Clinical Implications
- If confirmed in phase 2 and beyond, ELEVATE may validate an all-oral, chemotherapy-free backbone (elacestrant) plus targeted agents for ER+/HER2-negative metastatic breast cancer, potentially offering a convenient, tolerable alternative for patients after prior endocrine therapy ± CDK4/6 inhibitors.
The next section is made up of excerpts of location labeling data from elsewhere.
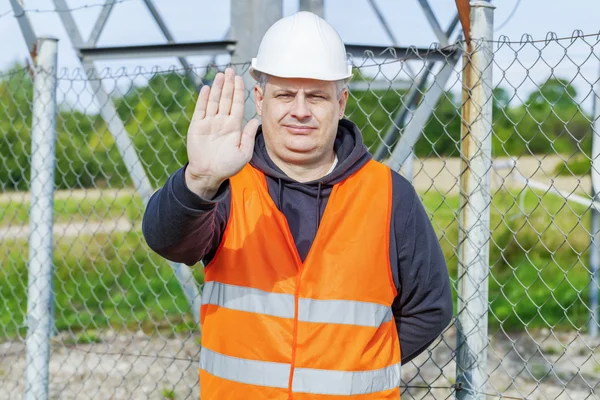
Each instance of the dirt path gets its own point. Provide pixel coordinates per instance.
(546, 365)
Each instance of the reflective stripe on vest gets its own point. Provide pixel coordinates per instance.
(306, 380)
(281, 305)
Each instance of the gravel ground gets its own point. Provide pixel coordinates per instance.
(546, 365)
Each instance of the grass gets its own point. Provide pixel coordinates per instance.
(537, 277)
(92, 208)
(578, 165)
(538, 257)
(100, 281)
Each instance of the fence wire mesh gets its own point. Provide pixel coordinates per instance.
(122, 325)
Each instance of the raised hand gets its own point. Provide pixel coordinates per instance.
(217, 147)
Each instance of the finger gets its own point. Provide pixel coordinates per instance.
(200, 109)
(215, 95)
(227, 94)
(248, 135)
(237, 108)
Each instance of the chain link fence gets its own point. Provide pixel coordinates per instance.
(122, 325)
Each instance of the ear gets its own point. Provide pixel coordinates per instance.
(342, 101)
(258, 98)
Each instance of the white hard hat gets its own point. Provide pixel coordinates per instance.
(302, 45)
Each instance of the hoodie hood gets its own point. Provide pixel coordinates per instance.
(351, 152)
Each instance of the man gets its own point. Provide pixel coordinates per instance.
(323, 272)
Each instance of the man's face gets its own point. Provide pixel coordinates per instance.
(300, 117)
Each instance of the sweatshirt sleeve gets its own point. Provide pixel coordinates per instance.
(423, 307)
(182, 227)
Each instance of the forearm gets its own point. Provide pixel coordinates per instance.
(423, 307)
(182, 227)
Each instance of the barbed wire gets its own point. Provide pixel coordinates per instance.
(512, 14)
(42, 11)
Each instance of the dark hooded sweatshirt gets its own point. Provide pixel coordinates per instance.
(182, 227)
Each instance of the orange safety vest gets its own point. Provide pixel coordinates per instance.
(275, 327)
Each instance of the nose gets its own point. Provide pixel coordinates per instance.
(300, 109)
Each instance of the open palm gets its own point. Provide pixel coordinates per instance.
(217, 147)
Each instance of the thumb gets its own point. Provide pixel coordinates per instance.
(248, 135)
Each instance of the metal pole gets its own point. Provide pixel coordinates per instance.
(249, 22)
(39, 294)
(474, 231)
(314, 6)
(594, 250)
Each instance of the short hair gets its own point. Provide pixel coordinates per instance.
(340, 85)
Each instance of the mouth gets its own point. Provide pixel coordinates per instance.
(299, 129)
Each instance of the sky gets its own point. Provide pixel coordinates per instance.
(519, 68)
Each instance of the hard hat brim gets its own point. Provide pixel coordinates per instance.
(256, 70)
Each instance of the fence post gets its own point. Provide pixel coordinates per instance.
(595, 216)
(474, 230)
(39, 295)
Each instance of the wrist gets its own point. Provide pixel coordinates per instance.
(206, 187)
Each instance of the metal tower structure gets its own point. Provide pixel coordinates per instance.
(249, 21)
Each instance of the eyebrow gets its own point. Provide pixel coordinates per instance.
(310, 92)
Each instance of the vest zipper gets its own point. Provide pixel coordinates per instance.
(295, 333)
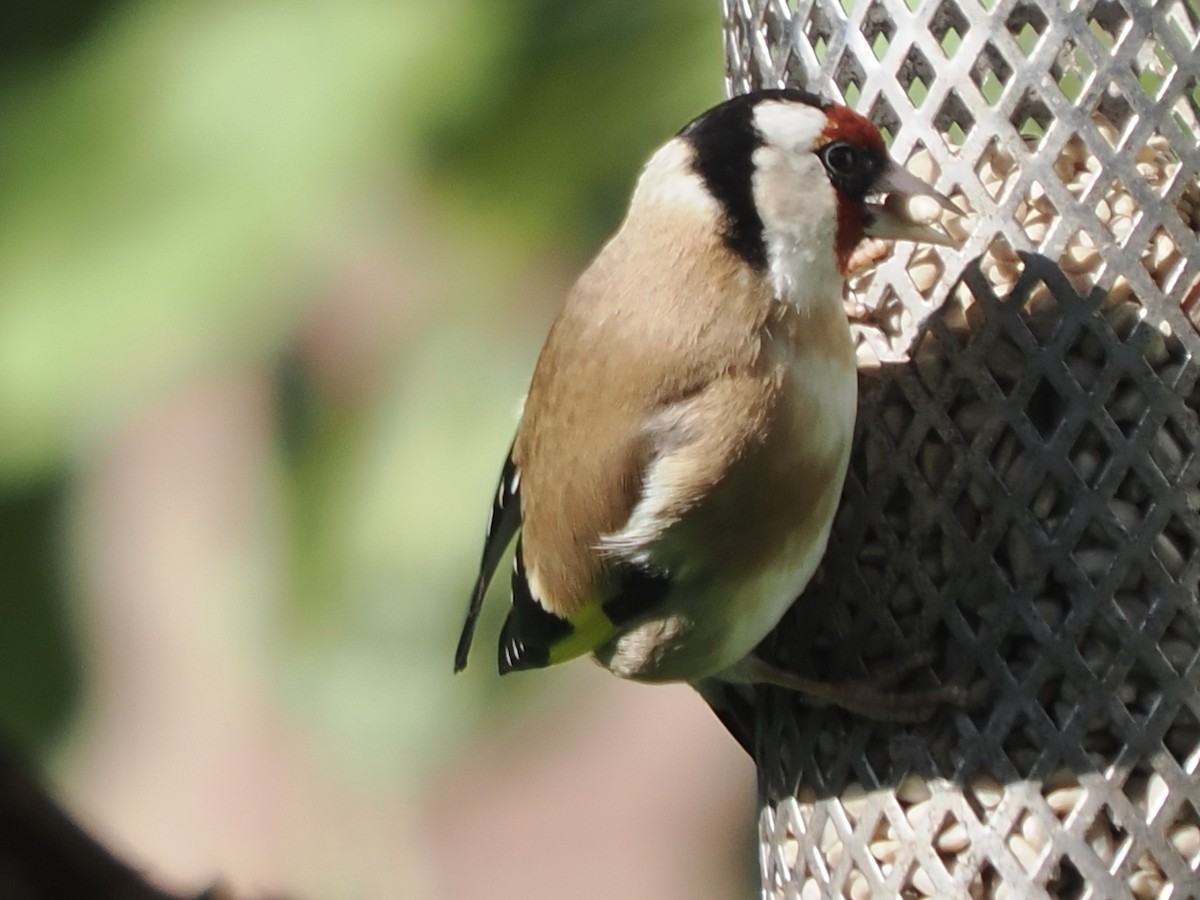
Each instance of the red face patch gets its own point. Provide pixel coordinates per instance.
(847, 125)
This could shift second-line (or later) management, delaying cytotoxic chemotherapy or ADC use, especially in patients with endocrine-resistant disease.
PADMA trial (NCT03355157)15, 16
Overview
- Phase 3, prospective, randomized, open-label, multi-center trial comparing first-line therapy with Palbociclib + endocrine therapy versus choice mono-chemotherapy (with or without maintenance endocrine therapy) in patients with metastatic, HR+/HER2-negative breast cancer.
Significance
- In this real-world setting, the palbociclib + ET arm achieved a significantly longer median time to treatment failure (TTF), 17.2 versus 6.1 months (HR ~ 0.46; p < 0.001), and a longer PFS of 18.7 versus 7.8 months (HR ~ 0.45; p < 0.001) compared with chemotherapy alone. This represents the first randomized data directly comparing endocrine therapy + CDK4/6 inhibitor versus chemotherapy as first-line treatment in high-risk HR+/HER2– metastatic breast cancer.
Clinical Implications
- The findings support endocrine therapy + palbociclib as a preferred first-line regimen over chemotherapy in patients with HR+/HER2– metastatic breast cancer who otherwise might receive mono-chemotherapy, thus aligning prospective data with guideline recommendations. The improved TTF and PFS suggest longer disease control, potentially sparing patients from chemotherapy toxicity, delaying cytotoxic exposure, and improving quality of life and treatment tolerability.